By James O’Keefe
In one week, Loveland residents once more have the opportunity to decide the fate of the operating levy. It is more than likely both levy proponents and opponents have already mentally cast their votes.
At the end of the day, I feel the one thing both sides can agree on is that this vote is about return on investment and trust. Based on my perspective having lived in different communities, and the experience my family has received from Loveland Schools, I will be supporting the operating levy on March 17.
James O’Keefe lives in Historic West Loveland
Since getting married, my wife and I have called Charlotte, Cincinnati, and Indianapolis home. During our time in Cincinnati (2000-2010, 2015 to present) we lived in Deer Park, Madeira, and now Loveland. Along the way, we learned so many valuable lessons about what drives and retains home value. The most consistent driver has always been the strength of the local school system. So when selecting where we wanted to live when returning to Cincinnati in 2015, we targeted Loveland for its walkability (we live in downtown) and the growing strength of Loveland Schools.
Even though we enrolled our children at Saint Columban, we knew from past experience that the best way to ensure our home value appreciated over time was to buy in a community that was committed to its schools. Supporting the levy has some selfish motive to it as I know over time it will strengthen our home value.
Our children are receiving a top-tier education both in the classroom and through the varied extra-curricular offerings that support their interests and build their confidence.
Now five years after moving, two of my children attend Loveland High School. Since day one, the leadership, administration, teachers, and staff have absolutely earned my trust. Our children are receiving a top-tier education both in the classroom and through the varied extra-curricular offerings that support their interests and build their confidence.
The teachers and coaches that lead them on a daily basis possess high character and demonstrate extreme ownership in student success. When I see what the schools have helped my children become, it gives me great confidence that the leadership in place knows exactly what they are doing and precisely where we need to go in the future.

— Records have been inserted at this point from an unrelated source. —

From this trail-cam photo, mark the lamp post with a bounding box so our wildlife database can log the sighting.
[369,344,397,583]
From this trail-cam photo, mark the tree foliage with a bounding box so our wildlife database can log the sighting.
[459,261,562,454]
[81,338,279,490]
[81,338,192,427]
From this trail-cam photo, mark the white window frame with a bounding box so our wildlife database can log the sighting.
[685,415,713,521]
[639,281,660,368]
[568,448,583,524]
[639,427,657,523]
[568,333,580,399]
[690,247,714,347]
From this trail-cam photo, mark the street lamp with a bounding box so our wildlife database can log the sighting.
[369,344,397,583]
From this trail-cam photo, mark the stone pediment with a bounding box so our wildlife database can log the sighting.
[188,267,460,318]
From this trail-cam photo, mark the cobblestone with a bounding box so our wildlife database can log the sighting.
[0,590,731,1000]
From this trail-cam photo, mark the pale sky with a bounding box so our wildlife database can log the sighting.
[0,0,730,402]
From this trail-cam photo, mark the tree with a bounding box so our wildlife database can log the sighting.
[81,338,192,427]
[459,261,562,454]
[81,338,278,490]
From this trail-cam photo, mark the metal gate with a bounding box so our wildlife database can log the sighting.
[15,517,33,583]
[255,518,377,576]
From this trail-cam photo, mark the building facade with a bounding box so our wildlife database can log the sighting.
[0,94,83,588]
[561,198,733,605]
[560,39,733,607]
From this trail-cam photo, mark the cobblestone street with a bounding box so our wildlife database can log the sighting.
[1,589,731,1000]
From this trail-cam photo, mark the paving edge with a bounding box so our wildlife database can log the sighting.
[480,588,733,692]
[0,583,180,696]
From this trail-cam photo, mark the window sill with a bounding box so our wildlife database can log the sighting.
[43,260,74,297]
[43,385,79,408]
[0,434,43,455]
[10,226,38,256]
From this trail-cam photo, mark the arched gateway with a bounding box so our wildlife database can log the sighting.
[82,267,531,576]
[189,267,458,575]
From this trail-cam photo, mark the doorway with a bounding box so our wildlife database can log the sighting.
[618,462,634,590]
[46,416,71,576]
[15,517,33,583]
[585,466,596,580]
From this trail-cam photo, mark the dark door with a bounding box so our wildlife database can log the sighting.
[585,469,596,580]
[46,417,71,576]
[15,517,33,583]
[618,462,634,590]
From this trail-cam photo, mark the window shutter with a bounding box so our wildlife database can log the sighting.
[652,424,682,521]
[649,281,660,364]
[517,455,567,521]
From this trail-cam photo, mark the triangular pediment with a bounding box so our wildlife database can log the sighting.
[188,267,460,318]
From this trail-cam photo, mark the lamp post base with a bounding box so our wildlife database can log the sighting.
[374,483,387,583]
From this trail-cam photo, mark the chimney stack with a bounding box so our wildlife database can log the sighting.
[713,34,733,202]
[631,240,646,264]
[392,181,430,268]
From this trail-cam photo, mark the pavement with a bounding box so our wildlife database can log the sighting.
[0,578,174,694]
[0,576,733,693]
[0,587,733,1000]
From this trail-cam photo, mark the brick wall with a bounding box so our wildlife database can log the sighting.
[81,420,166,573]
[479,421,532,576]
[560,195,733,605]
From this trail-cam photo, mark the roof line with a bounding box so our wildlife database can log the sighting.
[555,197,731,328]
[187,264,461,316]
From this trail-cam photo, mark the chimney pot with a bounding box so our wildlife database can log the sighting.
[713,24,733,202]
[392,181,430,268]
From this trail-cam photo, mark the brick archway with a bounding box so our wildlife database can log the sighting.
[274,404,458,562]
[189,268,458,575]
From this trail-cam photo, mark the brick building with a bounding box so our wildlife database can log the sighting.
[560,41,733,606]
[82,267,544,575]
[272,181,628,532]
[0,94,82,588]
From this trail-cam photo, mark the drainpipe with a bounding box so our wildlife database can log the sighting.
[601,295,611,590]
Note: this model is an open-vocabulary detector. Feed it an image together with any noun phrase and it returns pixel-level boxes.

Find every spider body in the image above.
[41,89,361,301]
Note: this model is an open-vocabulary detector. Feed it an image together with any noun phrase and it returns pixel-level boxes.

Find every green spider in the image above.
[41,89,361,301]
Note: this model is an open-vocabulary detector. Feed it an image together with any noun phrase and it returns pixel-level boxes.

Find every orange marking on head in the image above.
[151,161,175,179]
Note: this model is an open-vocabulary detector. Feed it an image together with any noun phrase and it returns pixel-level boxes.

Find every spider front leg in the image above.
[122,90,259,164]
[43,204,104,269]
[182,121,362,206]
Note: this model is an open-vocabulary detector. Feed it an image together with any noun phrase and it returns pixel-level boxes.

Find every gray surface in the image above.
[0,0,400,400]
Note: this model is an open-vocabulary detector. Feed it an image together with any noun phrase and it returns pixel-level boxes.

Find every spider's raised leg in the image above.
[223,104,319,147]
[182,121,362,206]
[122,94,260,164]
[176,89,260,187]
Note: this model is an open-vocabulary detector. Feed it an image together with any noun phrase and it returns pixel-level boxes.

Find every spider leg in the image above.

I taught high school English for seven years.
I taught high school English for seven years. While the last time I was in the classroom was 16 years ago, I still retain some perspective on what it means to be in a classroom and what it takes to make schools successful. It is extremely hard work and requires highly intelligent and capable people. More important, it requires strong leadership at the top that will attract, guide and maintain the talent that will deliver on the vision.
To me, the Board of Education is asking a very simple question: Do I trust them with my money to continue to drive positive results for our students? Based on what I have seen, my answer is an emphatic yes. When it comes to education and this operating levy, I don’t focus on what I am spending; I focus on what I am getting in return.